Sunday, March 18, 2018

Inertia

But when I search for you, you flee,
Elusive, intangible, an idea, a ghost.
I want to press my lips to yours,
Breathe in your scent,
Embrace you and be embraced,
But the room is full only of shadows
And harsh electronic lights.
I try to trap you in sounds, whirring, Meaningless, but your whisper escapes me.
I shut my eyes against the light
Illuminating corners empty of you,
Trying to envision you,
Seductive, welcoming.
Your absence beats like a presence.
My heart and lungs expand and contract
To some failed parody of your rhythm.
All I want is you, and you are not here,
But when I run from you, you hang on,
The feel of your body heavy atop mine.
Your breath brushes my forehead,
Your heady fragrance pervades the room,
Your arms around me, mine around you.
Then your fingers press down my eyelids,
A cool touch summoning the dark.
Your arms wrap around my ears,
Muffling, dimming the world.
When I open my eyes against you,
You are everything in my vision,
Any glimpse of light hopeless,
Futile, unimaginable.
Your heartbeat and mine are the same,
One pulse, one heart, one self,
Nothing between you and me
Permitting any form of release,
Sorry for the tiny font size - the lines need to fit the given space.

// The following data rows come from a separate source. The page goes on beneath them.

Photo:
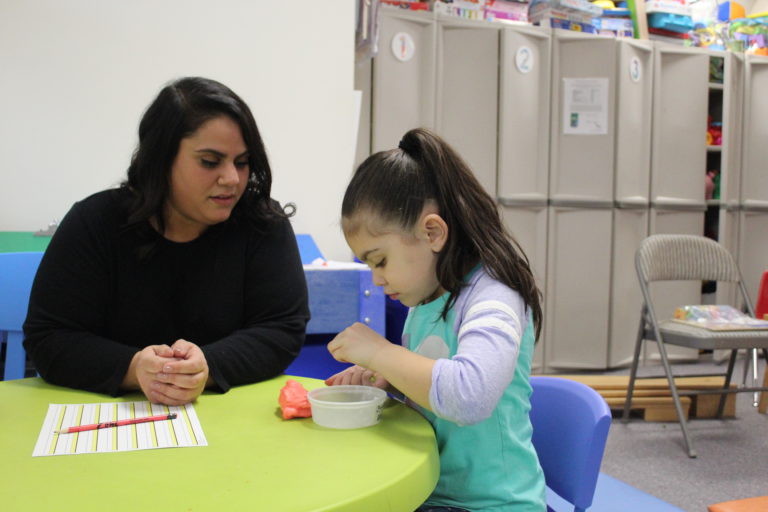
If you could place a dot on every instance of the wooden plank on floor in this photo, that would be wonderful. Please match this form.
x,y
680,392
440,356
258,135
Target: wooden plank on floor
x,y
654,408
600,382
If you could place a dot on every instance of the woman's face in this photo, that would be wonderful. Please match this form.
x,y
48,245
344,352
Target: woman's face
x,y
208,177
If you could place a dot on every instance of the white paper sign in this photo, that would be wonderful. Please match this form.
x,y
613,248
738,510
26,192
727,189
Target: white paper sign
x,y
585,106
403,46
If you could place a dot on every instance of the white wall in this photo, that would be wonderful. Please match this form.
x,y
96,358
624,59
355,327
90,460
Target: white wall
x,y
76,76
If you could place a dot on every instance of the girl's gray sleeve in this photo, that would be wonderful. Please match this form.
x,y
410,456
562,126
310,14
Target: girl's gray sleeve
x,y
467,387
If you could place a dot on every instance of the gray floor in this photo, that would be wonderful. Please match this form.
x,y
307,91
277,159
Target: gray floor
x,y
732,458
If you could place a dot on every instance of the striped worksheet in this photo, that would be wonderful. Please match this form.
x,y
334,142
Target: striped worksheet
x,y
183,431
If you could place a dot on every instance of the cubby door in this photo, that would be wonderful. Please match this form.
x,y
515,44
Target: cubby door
x,y
753,254
578,288
524,79
755,162
630,228
634,99
583,117
468,91
403,84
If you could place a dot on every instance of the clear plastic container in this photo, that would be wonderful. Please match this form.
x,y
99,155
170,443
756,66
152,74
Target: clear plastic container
x,y
347,407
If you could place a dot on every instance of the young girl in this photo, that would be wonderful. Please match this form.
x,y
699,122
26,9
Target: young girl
x,y
434,240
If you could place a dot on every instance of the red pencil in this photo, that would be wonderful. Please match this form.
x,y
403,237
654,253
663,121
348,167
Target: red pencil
x,y
118,423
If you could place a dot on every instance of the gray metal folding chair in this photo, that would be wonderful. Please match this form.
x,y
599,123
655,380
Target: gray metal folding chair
x,y
689,258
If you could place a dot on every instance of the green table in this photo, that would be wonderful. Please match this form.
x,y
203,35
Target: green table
x,y
254,461
22,241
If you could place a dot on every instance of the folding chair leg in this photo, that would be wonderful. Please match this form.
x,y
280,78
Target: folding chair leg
x,y
633,371
679,408
756,394
762,407
727,384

I don't even understand how little water imagery there is in this poem.

How obvious is it what the subject matter is?

Tuesday, January 23, 2018

The Guilt of the Oppressed

I thought this post of Richard Seymour's was interesting for the less-stressed point he makes about the broader idea of the guilt of the oppressed, which he highlights as important not merely in patriarchal structures but also in capitalist ones.  I'm not sure I fully grasped his psychoanalytic analysis of guilt, but to the extent that I did it seems he may be talking about the ways in which our attempts to move on from the ways that we are oppressed and abused, to put on hold or forget our desire to get revenge for or cope meaningfully with or fully address our pain and suffering, actually lead us to feel guilty, not so much because of what we did, but because of what we can never do in the world as it is.  This is interesting because I have never been abused, but I did have this painful work experience in our capitalist economy last year.  And it is genuinely hard to grapple with questions of whether I was to blame for the ways it went wrong or whether the workplace was, even as obviously the ultimate answer has to be both.  Logically, there are lots of good reasons to assign greater culpability to the workplace, but it is certainly true that in our capitalist economy that doesn't really matter very much, and I had to move on.  Although thankfully now it is less powerful than it is used to be, it's certainly true that a lot of what I was experiencing for the past year was guilt, a very strong guilt that had a major effect on how I lived my life.  I find Richard Seymour's perspective on this, then, to be personally interesting - to provide a new way of looking at my experiences for the past year and to consider the role of capitalism in constructing my guilt.